Objective: Consistent with a rapidly growing geriatric population, the age distribution of traumatic brain injury (TBI) is dramatically changing. The management of elderly TBI patients is a serious problem for neurosurgeons in charge of their treatment in Japan. In this study, we sought to clarify the characteristics of elderly TBI patients transferred to our tertiary critical care center, to better understand the current situation, prognostic factors, and possible therapeutic strategies.
Method: We retrospectively reviewed all TBI patients aged ≥75 years admitted between 2003 and 2012. Demographics, injury mechanism, radiological findings, injury diagnosis, management, and comorbid status information were obtained, as well as outcomes assessed by the Glasgow Outcome Scale at 3 months. Univariate and multivariate analyses were used to identify predictors of mortality and independent living status.

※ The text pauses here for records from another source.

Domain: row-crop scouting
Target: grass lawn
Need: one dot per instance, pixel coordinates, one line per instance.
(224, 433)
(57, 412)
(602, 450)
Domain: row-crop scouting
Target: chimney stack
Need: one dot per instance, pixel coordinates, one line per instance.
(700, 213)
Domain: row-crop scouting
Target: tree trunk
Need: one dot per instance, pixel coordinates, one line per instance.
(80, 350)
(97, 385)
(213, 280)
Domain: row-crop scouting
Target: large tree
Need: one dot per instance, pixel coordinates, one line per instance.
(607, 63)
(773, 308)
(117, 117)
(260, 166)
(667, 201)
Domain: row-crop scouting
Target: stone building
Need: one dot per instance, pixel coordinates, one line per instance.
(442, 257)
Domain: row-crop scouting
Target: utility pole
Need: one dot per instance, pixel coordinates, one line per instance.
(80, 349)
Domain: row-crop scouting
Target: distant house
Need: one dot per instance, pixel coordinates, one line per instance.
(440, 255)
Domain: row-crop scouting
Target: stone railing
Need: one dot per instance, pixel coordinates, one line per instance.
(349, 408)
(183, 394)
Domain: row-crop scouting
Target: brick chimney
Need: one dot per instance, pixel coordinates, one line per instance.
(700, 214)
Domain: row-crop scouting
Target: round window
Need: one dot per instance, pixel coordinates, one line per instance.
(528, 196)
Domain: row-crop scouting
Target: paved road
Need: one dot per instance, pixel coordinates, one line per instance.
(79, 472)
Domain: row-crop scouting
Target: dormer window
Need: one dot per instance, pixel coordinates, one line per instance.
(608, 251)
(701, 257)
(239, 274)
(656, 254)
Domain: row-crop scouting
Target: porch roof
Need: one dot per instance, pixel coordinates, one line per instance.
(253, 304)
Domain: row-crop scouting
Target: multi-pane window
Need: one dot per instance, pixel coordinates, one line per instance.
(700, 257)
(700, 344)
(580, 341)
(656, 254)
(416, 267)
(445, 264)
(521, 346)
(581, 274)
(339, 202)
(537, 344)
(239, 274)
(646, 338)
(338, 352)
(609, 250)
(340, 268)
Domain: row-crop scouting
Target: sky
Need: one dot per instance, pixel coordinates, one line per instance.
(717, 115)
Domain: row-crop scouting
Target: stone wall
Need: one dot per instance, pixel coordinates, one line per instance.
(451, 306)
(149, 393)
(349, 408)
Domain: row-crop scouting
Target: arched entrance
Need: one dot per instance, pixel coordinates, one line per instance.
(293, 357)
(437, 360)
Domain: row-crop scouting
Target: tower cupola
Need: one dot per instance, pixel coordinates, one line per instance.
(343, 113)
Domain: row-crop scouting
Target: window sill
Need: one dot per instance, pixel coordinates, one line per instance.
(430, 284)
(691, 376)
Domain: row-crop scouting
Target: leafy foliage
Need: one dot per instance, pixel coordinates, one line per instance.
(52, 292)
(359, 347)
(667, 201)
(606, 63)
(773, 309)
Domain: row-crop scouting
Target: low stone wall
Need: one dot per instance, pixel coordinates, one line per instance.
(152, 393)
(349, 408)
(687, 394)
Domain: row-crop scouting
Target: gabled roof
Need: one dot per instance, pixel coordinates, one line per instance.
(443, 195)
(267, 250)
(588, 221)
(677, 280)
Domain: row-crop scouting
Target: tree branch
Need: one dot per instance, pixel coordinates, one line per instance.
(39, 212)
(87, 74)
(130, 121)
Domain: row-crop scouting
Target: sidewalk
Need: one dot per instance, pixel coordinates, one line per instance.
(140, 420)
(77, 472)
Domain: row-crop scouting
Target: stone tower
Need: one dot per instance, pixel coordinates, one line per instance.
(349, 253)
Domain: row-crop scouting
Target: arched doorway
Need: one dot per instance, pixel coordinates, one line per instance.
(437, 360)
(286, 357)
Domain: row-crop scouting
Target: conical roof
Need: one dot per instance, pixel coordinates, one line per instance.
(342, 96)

Results: Among 628 consecutive TBI patients, 92 (14.7%) were eligible. The elderly TBI patients had a significantly higher incidence of non-traffic accidents (67.4% vs. 31.5%) and death (27.2% vs.11.6%) compared with those younger than 75 years (p<0.0001). Factors concerning favorable ⁄ unfavorable outcome and alive ⁄ dead were statistically analyzed. In univariate analyses, Glasgow Coma Scale (GCS), GCS motor score, dilated pupils, surgical intervention, serum d-dimer level, prothrombin time-international normalized ratio, injury severity score, and head abbreviated injury score (AIS) were significant in both outcome evaluations. Sex, acute subdural hematoma, and “talk and deteriorate” clinical course correlated with favorable ⁄ unfavorable outcome; heart rate, subarachnoid hemorrhage, and cranial vault fracture correlated with alive ⁄ dead. Multivariate analysis revealed significance in the mechanism of injury, GCS, head AIS, and “talk and deteriorate” clinical course for favorable ⁄ unfavorable outcome; heart rate and subarachnoid hemorrhage were significant for alive ⁄ dead.
Conclusion: Our study confirmed poor outcome and treatment difficulties in TBI patients aged 75 years and older. Multi-disciplinary collaboration is warranted to mitigate comorbidities and functional deterioration in the elderly.